Diligent’s former accounting firm Holtz Rubenstein Reminick LLP (“HRR”) has completed its term of engagement for the year ending December 31, 2012 and the Company’s Board of Directors thanks the firm for its years of service to the Company. Due to the retention of Deloitte upon completion of HRR’s term of engagement, HRR was effectively dismissed on April 3, 2013. The reports of HRR on the Company's consolidated financial statements for the fiscal years ended December 31, 2011 and December 31, 2012 did not contain an adverse opinion or a disclaimer of opinion and were not qualified or modified as to uncertainty, audit scope or accounting principles. During the fiscal years ended December 31, 2011 and December 31, 2012 and the interim period from January 1, 2013 to April 3, 2013, there were no disagreements with HRR on any matter of accounting principles or practices, financial statement disclosure, or auditing scope or procedure, which disagreements, if not resolved to HRR's satisfaction, would have caused HRR to make reference to the subject matter of the disagreement in connection with its report. During the fiscal years ended December 31, 2011 and December 31, 2012 and the interim period from January 1, 2013 to April 3, 2013, there were no “reportable events” as that term is described in Item 304(a)(1)(v) of Regulation S-K.

 

The Company has provided HRR with a copy of the disclosures it is making in this Current Report on Form 8-K and requested HRR provide a letter addressed to the Securities and Exchange Commission indicating whether it agrees with such disclosures. A copy of such letter, dated April 12, 2013, furnished by HRR, is filed as Exhibit 16.1 to this Current Report on Form 8-K.

 

During the fiscal years ended December 31, 2012 and 2011 and the interim period from January 1, 2013 to April 3, 2013, the Company did not consult Deloitte regarding either the application of accounting principles to a specified transaction, either completed or proposed; the type of audit opinion that might be rendered on the registrant's financial statements; or any matter that was either the subject of a disagreement or a reportable event, as defined in Item 304(a)(1)(iv) or (a)(1)(v) of Regulation S-K.

 

On April 4, 2013 in New Zealand, the Company issued an announcement disclosing, among other things, the appointment of Deloitte.

 

Item 9.01 Exhibits

 

(d) Exhibits

 

Exhibit  
No.

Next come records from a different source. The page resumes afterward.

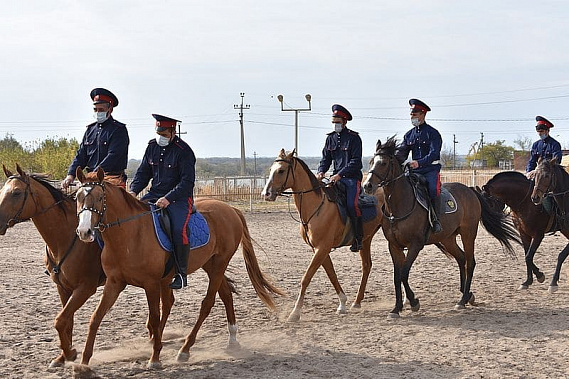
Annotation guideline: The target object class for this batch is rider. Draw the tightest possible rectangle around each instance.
[526,116,562,178]
[395,98,443,234]
[129,114,196,290]
[62,88,129,189]
[316,104,364,252]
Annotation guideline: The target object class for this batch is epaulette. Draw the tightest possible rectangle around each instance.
[148,139,157,145]
[86,121,97,128]
[112,119,126,128]
[347,129,359,135]
[326,131,336,136]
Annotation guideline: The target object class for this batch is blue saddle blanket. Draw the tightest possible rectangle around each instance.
[150,204,210,252]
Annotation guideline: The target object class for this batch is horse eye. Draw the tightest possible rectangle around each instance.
[277,169,285,174]
[11,189,22,197]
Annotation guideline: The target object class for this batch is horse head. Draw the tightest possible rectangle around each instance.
[531,157,558,205]
[0,163,35,235]
[75,167,106,242]
[363,136,399,195]
[261,148,297,201]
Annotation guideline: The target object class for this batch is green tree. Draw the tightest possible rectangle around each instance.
[479,140,514,168]
[0,133,31,171]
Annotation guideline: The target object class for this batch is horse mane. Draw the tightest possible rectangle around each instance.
[83,172,148,212]
[486,171,527,186]
[294,157,322,196]
[377,136,398,156]
[29,174,73,211]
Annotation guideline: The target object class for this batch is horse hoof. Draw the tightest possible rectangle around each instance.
[48,359,64,368]
[468,293,476,306]
[227,340,241,350]
[147,360,162,369]
[410,300,420,312]
[350,302,361,310]
[549,285,558,294]
[518,284,529,290]
[176,351,190,362]
[387,312,400,319]
[336,307,348,315]
[454,303,466,310]
[537,273,546,283]
[287,312,301,322]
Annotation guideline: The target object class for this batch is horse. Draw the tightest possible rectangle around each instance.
[74,167,283,368]
[0,164,106,368]
[530,157,569,292]
[480,171,554,290]
[261,149,385,322]
[362,137,520,318]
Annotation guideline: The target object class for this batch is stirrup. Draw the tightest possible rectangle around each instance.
[350,239,363,252]
[432,221,442,234]
[170,274,188,289]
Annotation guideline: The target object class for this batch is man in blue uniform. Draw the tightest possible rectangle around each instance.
[316,104,364,252]
[129,114,196,290]
[62,88,129,189]
[526,116,562,178]
[395,99,443,233]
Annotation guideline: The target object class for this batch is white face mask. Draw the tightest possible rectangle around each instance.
[156,134,171,146]
[334,123,343,133]
[411,118,421,127]
[94,111,109,123]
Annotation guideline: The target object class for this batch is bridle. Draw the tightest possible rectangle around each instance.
[367,153,406,188]
[4,175,65,227]
[77,181,108,231]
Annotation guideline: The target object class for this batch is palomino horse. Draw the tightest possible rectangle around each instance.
[75,167,283,368]
[530,157,569,292]
[363,138,520,318]
[261,149,384,322]
[0,164,105,367]
[480,171,552,290]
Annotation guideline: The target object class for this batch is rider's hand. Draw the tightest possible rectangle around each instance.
[409,160,419,169]
[156,197,171,208]
[526,170,536,180]
[61,175,75,189]
[330,174,341,183]
[316,172,325,181]
[128,191,138,197]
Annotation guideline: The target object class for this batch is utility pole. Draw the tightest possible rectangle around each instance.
[277,94,312,156]
[479,132,485,168]
[234,93,250,175]
[453,134,458,169]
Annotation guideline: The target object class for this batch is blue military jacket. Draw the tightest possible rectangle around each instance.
[526,136,562,172]
[395,122,442,174]
[317,128,363,180]
[130,136,196,202]
[68,117,129,176]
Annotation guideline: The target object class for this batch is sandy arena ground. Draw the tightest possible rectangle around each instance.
[1,211,569,378]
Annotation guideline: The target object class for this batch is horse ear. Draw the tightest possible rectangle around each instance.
[550,157,559,165]
[3,164,13,178]
[16,163,26,178]
[288,149,296,158]
[375,139,382,153]
[76,167,86,183]
[96,167,104,183]
[278,148,286,158]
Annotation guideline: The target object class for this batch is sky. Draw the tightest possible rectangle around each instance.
[1,1,569,161]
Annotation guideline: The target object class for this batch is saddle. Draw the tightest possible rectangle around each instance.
[150,203,210,252]
[407,172,458,215]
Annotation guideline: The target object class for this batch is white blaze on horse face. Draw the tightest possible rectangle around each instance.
[76,187,95,242]
[261,163,278,200]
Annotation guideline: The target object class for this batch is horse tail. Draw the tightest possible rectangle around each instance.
[233,207,286,311]
[472,188,521,257]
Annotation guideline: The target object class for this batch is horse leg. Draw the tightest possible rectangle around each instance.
[352,239,372,309]
[520,234,545,290]
[387,243,406,319]
[50,285,97,367]
[144,284,164,369]
[455,235,476,309]
[156,281,175,340]
[177,266,225,362]
[288,247,333,322]
[549,243,569,293]
[399,244,422,313]
[80,280,126,366]
[217,276,239,348]
[320,255,348,314]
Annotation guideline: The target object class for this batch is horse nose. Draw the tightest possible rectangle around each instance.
[363,181,372,194]
[531,195,540,205]
[76,227,94,242]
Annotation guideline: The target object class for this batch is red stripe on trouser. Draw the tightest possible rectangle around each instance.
[182,198,193,245]
[436,172,441,196]
[354,181,362,217]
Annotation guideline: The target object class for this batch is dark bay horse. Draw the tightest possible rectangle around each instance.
[261,149,385,322]
[530,157,569,292]
[0,164,105,367]
[363,138,520,318]
[480,171,553,290]
[75,168,283,368]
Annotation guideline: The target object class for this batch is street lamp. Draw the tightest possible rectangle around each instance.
[277,94,312,156]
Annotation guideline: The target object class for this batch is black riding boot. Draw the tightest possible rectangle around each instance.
[430,196,443,234]
[350,216,364,252]
[170,244,190,289]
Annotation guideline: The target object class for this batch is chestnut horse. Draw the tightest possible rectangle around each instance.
[75,168,283,368]
[261,149,384,322]
[530,157,569,292]
[0,164,105,367]
[480,171,553,290]
[363,138,520,318]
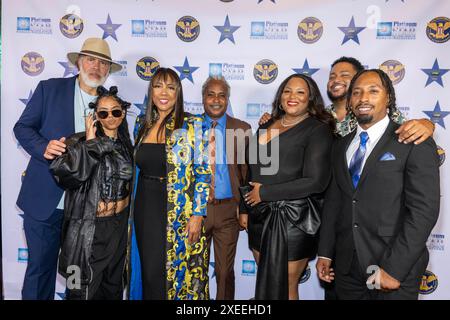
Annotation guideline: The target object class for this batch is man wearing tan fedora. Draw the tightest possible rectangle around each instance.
[14,37,122,300]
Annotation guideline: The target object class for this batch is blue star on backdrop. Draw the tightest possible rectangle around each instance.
[421,59,449,87]
[174,57,199,84]
[209,262,216,279]
[338,16,366,45]
[134,95,149,115]
[214,15,240,44]
[423,101,450,129]
[97,14,122,41]
[133,95,149,138]
[19,90,33,106]
[58,61,79,77]
[292,59,320,76]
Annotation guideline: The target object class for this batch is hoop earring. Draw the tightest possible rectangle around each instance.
[278,104,283,111]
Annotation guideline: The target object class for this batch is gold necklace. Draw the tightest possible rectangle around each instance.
[281,113,309,127]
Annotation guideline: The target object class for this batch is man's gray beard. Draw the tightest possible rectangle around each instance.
[356,114,373,125]
[79,65,107,89]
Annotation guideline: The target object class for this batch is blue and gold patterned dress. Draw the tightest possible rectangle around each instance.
[127,114,211,300]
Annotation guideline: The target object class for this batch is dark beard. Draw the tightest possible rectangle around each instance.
[356,114,373,125]
[327,89,347,103]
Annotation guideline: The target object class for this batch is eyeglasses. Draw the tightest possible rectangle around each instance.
[96,109,123,119]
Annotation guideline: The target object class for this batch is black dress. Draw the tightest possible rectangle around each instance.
[134,143,167,300]
[249,117,333,258]
[247,117,333,299]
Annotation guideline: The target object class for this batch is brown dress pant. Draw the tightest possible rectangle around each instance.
[205,199,240,300]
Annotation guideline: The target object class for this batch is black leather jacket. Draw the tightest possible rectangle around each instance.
[50,132,132,287]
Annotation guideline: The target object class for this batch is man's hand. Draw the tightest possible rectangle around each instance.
[396,119,434,145]
[186,215,204,244]
[245,182,262,207]
[258,112,272,126]
[44,137,66,160]
[366,267,401,291]
[316,258,335,283]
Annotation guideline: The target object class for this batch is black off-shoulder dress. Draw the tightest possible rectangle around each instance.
[247,116,333,299]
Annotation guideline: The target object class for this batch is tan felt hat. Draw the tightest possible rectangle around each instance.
[67,37,122,73]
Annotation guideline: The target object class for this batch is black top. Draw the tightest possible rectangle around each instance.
[136,143,166,177]
[248,116,334,201]
[100,138,133,201]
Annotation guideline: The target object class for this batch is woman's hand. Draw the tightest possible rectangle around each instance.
[258,112,272,126]
[239,213,248,231]
[245,182,262,207]
[85,113,97,141]
[186,215,204,244]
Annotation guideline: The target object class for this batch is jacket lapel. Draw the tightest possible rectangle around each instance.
[337,130,356,193]
[63,76,76,135]
[225,115,240,196]
[225,115,234,165]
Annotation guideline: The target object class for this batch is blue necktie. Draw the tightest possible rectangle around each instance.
[349,132,369,188]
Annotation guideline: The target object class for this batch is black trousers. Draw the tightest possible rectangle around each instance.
[66,208,129,300]
[335,251,425,300]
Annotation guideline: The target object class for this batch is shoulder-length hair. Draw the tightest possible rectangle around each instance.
[271,73,335,132]
[137,67,185,142]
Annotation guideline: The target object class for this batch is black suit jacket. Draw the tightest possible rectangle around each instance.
[318,120,440,282]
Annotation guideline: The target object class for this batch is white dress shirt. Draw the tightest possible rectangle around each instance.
[346,114,390,170]
[56,79,97,210]
[319,115,390,262]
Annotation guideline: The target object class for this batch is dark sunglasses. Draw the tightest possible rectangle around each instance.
[96,109,123,119]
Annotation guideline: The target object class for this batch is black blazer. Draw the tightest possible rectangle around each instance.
[318,120,440,282]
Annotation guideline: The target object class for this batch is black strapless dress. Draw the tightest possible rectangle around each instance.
[133,143,167,300]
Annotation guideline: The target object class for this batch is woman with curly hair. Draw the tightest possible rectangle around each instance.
[242,74,335,300]
[50,86,133,300]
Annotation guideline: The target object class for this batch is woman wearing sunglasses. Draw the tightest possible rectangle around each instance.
[50,86,133,300]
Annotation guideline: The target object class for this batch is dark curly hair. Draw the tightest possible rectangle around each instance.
[346,69,398,118]
[331,56,365,73]
[271,74,336,132]
[89,86,133,157]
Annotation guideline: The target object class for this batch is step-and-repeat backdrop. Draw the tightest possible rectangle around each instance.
[1,0,449,299]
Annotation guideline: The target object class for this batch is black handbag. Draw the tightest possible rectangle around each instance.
[238,185,253,212]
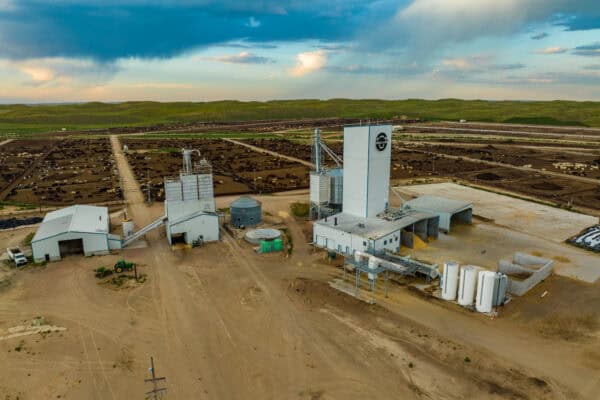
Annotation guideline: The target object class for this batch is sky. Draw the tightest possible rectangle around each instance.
[1,0,600,103]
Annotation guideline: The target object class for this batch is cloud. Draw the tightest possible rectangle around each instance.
[531,32,549,40]
[0,1,367,61]
[246,16,261,28]
[573,42,600,56]
[209,52,274,64]
[2,57,118,85]
[440,56,525,73]
[535,47,568,54]
[289,50,327,77]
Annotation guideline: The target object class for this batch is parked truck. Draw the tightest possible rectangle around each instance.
[7,247,27,267]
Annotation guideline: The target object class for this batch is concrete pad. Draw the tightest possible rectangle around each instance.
[398,182,598,242]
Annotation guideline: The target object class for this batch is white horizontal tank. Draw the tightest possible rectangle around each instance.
[368,256,379,280]
[457,265,481,306]
[476,271,496,313]
[441,261,459,301]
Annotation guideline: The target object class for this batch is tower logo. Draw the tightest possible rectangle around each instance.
[375,132,388,151]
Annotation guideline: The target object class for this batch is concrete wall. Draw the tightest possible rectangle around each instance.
[498,253,553,296]
[32,231,110,262]
[169,213,219,245]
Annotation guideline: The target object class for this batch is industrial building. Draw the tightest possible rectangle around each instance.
[403,195,472,233]
[163,149,220,245]
[31,205,121,262]
[230,196,262,228]
[311,124,472,256]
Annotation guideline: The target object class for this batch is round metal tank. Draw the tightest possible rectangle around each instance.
[244,228,281,245]
[230,196,262,228]
[441,261,459,301]
[328,168,343,205]
[476,271,496,313]
[457,265,480,306]
[123,220,134,238]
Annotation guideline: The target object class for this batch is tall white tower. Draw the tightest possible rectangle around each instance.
[342,125,392,218]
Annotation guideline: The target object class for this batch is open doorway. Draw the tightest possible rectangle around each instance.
[58,238,84,258]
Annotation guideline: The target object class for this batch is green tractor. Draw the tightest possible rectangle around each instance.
[114,259,135,273]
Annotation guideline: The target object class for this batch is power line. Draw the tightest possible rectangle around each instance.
[144,357,167,399]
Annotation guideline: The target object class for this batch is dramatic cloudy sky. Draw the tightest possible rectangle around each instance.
[1,0,600,102]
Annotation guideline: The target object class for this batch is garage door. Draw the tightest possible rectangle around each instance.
[58,238,84,257]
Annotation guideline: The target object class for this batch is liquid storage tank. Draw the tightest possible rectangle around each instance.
[230,196,262,228]
[493,273,508,306]
[368,256,379,280]
[457,265,480,306]
[476,271,496,313]
[441,261,459,300]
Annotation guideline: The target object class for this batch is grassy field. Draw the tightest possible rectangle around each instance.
[2,99,600,135]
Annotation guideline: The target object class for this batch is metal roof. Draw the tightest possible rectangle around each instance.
[32,205,109,242]
[403,195,472,214]
[315,211,436,240]
[230,196,261,209]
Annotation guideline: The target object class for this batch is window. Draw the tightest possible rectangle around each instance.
[384,240,387,245]
[395,237,399,242]
[363,241,366,246]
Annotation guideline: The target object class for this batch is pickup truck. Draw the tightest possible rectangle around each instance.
[7,247,27,267]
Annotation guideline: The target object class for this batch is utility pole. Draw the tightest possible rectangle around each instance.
[145,357,166,399]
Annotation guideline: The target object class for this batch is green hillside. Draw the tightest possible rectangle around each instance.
[1,99,600,134]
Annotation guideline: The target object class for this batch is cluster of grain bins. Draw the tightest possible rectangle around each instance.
[441,261,508,313]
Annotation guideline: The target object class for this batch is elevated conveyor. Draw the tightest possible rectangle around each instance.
[122,215,167,247]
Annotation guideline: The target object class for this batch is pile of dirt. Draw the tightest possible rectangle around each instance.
[0,217,42,230]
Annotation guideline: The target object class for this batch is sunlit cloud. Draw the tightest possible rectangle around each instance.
[289,50,327,77]
[535,47,568,54]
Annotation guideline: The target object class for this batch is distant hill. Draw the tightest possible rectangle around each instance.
[1,99,600,134]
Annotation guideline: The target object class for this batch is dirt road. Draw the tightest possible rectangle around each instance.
[224,138,316,168]
[0,139,12,147]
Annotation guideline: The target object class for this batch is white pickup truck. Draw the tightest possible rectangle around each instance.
[7,247,27,266]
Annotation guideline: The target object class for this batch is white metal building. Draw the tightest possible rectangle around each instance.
[313,211,439,255]
[163,152,220,246]
[31,205,122,262]
[403,195,472,233]
[165,200,219,245]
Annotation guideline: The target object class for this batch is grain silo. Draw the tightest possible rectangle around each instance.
[230,196,262,228]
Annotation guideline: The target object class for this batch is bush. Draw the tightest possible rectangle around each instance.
[94,267,113,279]
[22,232,35,247]
[290,202,310,218]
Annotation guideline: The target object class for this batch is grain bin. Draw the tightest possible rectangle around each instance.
[310,172,330,205]
[230,196,262,228]
[441,261,459,300]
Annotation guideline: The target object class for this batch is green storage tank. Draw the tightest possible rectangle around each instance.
[260,240,273,253]
[273,239,283,252]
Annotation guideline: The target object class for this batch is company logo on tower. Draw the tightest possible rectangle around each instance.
[375,132,388,151]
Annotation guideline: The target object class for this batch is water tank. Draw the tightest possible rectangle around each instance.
[310,172,330,204]
[457,265,480,306]
[476,271,496,313]
[441,261,459,301]
[328,168,343,205]
[230,196,262,228]
[123,220,134,238]
[368,256,378,280]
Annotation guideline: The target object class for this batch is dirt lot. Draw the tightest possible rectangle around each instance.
[1,193,599,399]
[122,138,309,200]
[0,139,56,197]
[4,139,122,206]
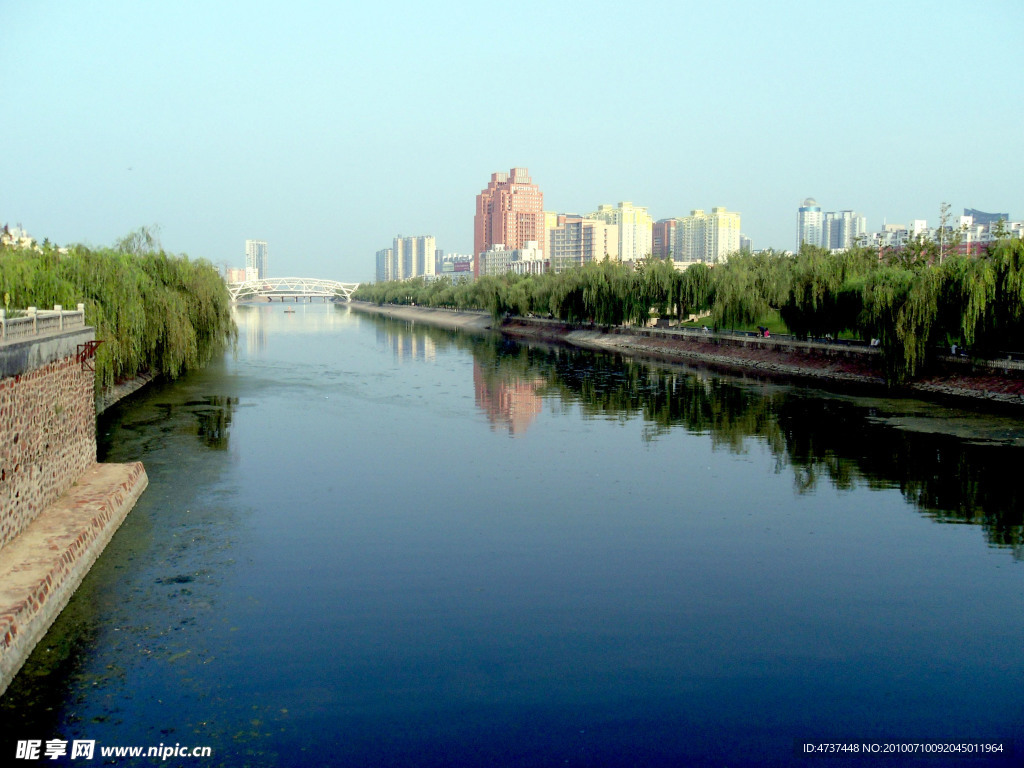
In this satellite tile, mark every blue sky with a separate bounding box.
[3,0,1022,282]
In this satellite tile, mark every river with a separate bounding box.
[2,302,1022,767]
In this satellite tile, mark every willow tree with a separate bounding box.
[679,262,714,319]
[862,265,944,384]
[1,236,235,395]
[937,254,997,349]
[710,254,772,330]
[636,256,683,322]
[779,246,873,339]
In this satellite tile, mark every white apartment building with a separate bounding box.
[822,210,867,251]
[797,200,867,252]
[245,240,268,280]
[589,202,652,263]
[479,241,546,276]
[796,199,823,251]
[547,214,619,273]
[677,207,741,264]
[377,235,437,281]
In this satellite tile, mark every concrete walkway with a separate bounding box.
[0,461,148,696]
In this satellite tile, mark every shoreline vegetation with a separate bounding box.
[353,238,1024,392]
[0,227,236,407]
[349,302,1024,407]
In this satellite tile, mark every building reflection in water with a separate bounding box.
[473,358,544,436]
[376,324,436,361]
[234,302,350,357]
[233,305,268,356]
[361,312,1024,554]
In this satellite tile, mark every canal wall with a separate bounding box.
[349,302,494,332]
[0,309,148,697]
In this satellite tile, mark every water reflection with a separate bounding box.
[232,301,348,357]
[376,323,437,361]
[473,356,544,436]
[370,314,1024,556]
[1,368,242,740]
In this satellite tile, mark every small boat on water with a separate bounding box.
[284,307,296,313]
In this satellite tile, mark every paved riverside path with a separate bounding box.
[0,462,148,696]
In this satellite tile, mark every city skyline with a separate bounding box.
[2,1,1022,282]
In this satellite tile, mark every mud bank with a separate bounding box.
[348,302,1024,407]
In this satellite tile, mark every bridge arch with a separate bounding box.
[228,277,360,302]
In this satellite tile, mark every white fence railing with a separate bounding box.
[0,304,86,343]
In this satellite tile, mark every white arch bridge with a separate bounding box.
[228,277,360,303]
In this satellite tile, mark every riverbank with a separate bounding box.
[350,302,494,332]
[0,462,148,697]
[348,301,1024,407]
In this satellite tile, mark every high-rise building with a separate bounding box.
[677,207,741,264]
[474,168,545,278]
[548,214,619,273]
[393,235,436,280]
[377,235,436,281]
[375,248,394,282]
[796,199,823,252]
[245,240,268,280]
[588,202,653,263]
[652,219,677,259]
[822,210,867,251]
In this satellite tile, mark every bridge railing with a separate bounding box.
[0,304,87,344]
[227,278,359,302]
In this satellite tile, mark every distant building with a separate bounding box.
[377,235,436,281]
[964,208,1008,228]
[796,198,823,251]
[479,241,547,277]
[375,248,394,282]
[739,235,753,253]
[245,240,268,280]
[822,210,867,251]
[225,267,247,283]
[588,202,652,263]
[474,168,545,278]
[1,225,35,250]
[677,207,741,264]
[797,200,866,252]
[652,219,677,259]
[861,213,1023,254]
[438,252,474,282]
[548,214,619,273]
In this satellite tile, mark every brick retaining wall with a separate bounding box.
[0,325,148,697]
[0,355,96,551]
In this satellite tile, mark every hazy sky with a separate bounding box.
[3,0,1022,282]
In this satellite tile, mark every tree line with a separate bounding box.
[354,236,1024,384]
[1,228,236,396]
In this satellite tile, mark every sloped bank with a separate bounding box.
[347,302,1024,408]
[0,321,148,696]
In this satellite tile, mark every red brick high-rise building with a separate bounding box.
[474,167,544,278]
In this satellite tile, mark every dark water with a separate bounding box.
[2,303,1022,767]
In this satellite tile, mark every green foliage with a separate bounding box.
[352,234,1024,385]
[1,236,236,396]
[862,265,944,383]
[709,253,772,329]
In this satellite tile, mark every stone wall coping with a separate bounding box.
[0,326,96,379]
[0,304,86,344]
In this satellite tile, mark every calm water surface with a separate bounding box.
[2,303,1022,767]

Description
16.1 Letter dated April 12, 2013 from Holtz Rubenstein Reminick LLP to the Securities and Exchange Commission.

 

 
 

SIGNATURES

 

Pursuant to the requirements of the Securities Exchange Act of 1934, the Registrant has duly caused this Report to be signed on its behalf by the undersigned hereunto duly authorized.

  

     

 Dated: April 12, 2013

 

DILIGENT BOARD MEMBER SERVICES, INC.